People in addiction often face long wait times for a clinical assessment to enter treatment, leading some to return to the streets to stave off withdrawal symptoms. And once cleared for treatment, some people addicted to fentanyl and xylazine are still unable to enter because many treatment centers do not have the medical capacity to treat wounds associated with xylazine.
Philippe Bourgois, an anthropologist at the University of California-Los Angeles, has studied addiction and Kensington’s drug market and said triage facilities could be effective for some users. But he said zero-tolerance policies seldom work on a large scale.
Given a treatment-or-jail ultimatum, Bourgois said, many people relapse. A 2018 study found that recently incarcerated people in Philadelphia faced an outsized risk of overdose in the first two weeks after their release.
“I have seen people who attribute their recovery to a zero-tolerance approach,” he said. “But the general pattern is that the reverse happens: you’re pissed off and angry and when you get out, you’re not open to stopping.”
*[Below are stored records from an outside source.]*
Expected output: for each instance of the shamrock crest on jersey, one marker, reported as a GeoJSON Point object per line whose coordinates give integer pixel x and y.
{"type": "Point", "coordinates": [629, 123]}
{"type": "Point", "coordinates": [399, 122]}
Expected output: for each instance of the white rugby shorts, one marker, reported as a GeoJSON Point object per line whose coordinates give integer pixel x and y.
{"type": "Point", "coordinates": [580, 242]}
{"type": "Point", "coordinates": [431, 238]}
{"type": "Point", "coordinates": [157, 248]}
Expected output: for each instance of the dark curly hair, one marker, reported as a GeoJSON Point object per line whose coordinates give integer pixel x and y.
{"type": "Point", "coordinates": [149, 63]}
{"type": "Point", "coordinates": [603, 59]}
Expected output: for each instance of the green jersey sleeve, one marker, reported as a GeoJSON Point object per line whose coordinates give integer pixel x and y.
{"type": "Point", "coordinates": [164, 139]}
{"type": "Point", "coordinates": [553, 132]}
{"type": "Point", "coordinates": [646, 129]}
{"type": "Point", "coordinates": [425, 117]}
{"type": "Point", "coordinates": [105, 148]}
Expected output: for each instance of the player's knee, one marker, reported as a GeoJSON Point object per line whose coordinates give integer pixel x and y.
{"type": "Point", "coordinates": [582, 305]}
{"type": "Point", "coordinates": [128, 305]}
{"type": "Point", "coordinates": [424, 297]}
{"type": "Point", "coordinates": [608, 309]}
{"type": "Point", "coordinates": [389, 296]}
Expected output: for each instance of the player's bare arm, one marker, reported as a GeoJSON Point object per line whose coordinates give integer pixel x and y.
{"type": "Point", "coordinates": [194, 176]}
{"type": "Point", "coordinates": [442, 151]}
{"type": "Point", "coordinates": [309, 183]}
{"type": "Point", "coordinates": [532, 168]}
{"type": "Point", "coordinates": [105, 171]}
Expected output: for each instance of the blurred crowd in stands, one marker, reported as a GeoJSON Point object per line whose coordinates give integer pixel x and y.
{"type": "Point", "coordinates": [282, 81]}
He said the gold standard for addiction treatment, as found in many European countries, is to “maximize the number of recovery pathways and reduce the punitive alternatives.”
Parker said her administration is seeking input from experts — her budget plan says they include leaders from Jefferson, the University of Pennsylvania and Temple Health. And she said her staff is working closely with state lawmakers to explore programs that ease access to insurance coverage for people seeking recovery treatment.
Still, the $100 million worth of spending — which would come out of the city’s capital budget, meaning it would be paid for through borrowing — is not certain.
Parker and her allies could face resistance in City Council, particularly from members of the progressive wing who have advocated for public-health driven approaches to the overdose crisis and are unlikely to support an initiative if they believe it’s criminalizing addiction.
Negotiations between Council and the administration are already underway, and Council must approve a spending and revenue plan by the end of June before the current budget expires.
Inquirer staff writer Sean Collins Walsh contributed to this article.